Here's a minimalist baseline to get started:

CS Fundamentals
Software Design

Keep in mind that the interviewers are not basing their decisions on the candidate's actual performance but on how that performance measures up to their expectations. Of course, such a subjective evaluation process could be better, and we recognize that it's different from how candidates would want to be evaluated. This goes back to not having binary systems for evaluation where interviewers determine whether a candidate "passed" or "failed." Instead, we provide them with a set of attribute rubrics to consult when summarizing the candidate's performance, as follows:

Architecture: Software Design

1/4Able to develop a design that effectively achieves the assigned objective.
2/4... AND capable of identifying the appropriate tools or frameworks for the task and articulating their advantages.
3/4... AND Incorporates components that facilitate a flexible and scalable design.
4/4... AND Demonstrates comprehension of the selection's underlying principles, significance, and advantages.

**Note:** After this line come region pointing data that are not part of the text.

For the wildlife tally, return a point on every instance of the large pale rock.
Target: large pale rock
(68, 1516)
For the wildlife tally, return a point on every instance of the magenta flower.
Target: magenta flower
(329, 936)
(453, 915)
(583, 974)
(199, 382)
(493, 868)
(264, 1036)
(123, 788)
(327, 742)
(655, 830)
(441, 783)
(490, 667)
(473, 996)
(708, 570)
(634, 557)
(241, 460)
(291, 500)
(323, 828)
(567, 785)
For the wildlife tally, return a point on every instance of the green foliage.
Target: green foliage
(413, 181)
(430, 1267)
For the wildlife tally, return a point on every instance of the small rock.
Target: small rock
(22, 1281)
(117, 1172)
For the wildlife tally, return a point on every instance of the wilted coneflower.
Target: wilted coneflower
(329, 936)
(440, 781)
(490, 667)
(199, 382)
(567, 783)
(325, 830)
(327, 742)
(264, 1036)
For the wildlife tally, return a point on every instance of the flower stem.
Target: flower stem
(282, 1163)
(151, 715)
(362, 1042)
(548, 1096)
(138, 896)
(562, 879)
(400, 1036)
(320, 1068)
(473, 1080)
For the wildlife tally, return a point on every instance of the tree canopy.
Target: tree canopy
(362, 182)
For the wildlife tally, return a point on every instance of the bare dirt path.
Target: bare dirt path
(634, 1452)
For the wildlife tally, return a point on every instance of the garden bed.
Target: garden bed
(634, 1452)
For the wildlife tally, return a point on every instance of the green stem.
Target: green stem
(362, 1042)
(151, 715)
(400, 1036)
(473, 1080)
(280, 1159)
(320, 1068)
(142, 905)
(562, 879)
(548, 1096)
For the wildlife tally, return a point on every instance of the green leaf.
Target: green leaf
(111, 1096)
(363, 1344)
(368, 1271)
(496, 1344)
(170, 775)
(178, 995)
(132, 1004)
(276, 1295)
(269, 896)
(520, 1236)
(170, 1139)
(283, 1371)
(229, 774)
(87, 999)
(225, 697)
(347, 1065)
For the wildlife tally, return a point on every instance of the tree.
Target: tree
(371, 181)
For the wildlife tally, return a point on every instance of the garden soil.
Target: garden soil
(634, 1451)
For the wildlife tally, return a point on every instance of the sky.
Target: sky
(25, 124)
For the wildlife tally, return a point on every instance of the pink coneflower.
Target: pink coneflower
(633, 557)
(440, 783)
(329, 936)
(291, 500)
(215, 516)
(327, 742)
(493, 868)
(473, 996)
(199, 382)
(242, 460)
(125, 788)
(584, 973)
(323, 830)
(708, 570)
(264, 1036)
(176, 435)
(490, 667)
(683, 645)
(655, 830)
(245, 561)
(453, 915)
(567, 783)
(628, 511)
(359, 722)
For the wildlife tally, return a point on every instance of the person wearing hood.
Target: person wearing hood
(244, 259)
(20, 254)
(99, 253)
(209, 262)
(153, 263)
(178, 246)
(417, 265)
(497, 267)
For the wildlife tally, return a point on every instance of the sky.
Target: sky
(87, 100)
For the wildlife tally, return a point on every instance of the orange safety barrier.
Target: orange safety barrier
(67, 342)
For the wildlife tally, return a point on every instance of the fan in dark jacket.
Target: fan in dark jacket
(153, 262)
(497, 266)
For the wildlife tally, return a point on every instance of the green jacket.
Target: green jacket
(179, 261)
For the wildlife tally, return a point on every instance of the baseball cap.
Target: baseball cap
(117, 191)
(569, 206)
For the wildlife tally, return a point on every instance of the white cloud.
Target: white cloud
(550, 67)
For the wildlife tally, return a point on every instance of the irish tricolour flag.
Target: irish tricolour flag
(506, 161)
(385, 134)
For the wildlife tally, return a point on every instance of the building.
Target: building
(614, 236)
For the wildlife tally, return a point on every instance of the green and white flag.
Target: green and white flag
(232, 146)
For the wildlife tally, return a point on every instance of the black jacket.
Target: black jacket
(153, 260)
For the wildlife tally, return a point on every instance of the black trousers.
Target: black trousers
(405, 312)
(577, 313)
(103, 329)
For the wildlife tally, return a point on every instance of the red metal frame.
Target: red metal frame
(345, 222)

Involve multiple interviewers

Engaging several interviewers from different teams or departments can comprehensively assess a candidate's abilities and suitability within the organization. The advantages of incorporating diversity and various perspectives during an interview process for software engineers are manifold: A more inclusive evaluation process: When you have a diverse group of interviewers, you are likelier to have a fair and inclusive evaluation process. Interviewers may notice different strengths and weaknesses in a candidate, which can help mitigate any unconscious bias. Improved decision-making: Diversity in an interview panel can lead to more informed and well-rounded decision-making. Different perspectives can bring new insights and ideas, leading to a better evaluation of the candidate's abilities. Enhanced creativity and innovation: Having diverse interviewers can also promote creativity and innovation within the interview process. By incorporating different perspectives and approaches, you can identify unique solutions to problems or identify candidates who can bring new ideas and perspectives to your organization. A more representative workforce: By incorporating diversity in the interview process, you may also attract a more diverse pool of candidates. This can lead to a more representative workforce, bringing a range of benefits to your organization, including improved performance, increased innovation, and enhanced employee satisfaction.

Level with data and iterate with purpose

After establishing a solid foundation, the crucial step in creating a sustainable and effective hiring process is incorporating metrics at each stage (sourcing, phone screening, take-home tests, on-sites, offers, etc.) and tracking these over time. For example, if your referral-to-sourced/direct ratio decreases, it may signal a problem, precisely a morale issue in your existing team. Similarly, a decrease in your acceptance rate may indicate that your offers could be more competitive or that your best interviewer has experienced burnout and is repelling potential candidates.

Continuously monitor these metrics and seek candidate feedback to ensure your process remains robust and effective. I recommend establishing analytics as the final step in building a superior interviewing strategy. While traditional optimization techniques dictate measuring first and then optimizing, I propose the opposite approach.


To summarize, with this information, you can create a comprehensive guide to optimizing your hiring funnel when interviewing engineers. To achieve this, you must define precise job requirements and develop a rubric that assesses a candidate's performance on each skill and attribute. In addition, creating a job description, identifying essential technical skills, prioritizing non-technical skills, and establishing a framework for integrating information and creating a candidate profile. I hope this is a start for you and your team to develop a framework for integrating data and creating a candidate profile!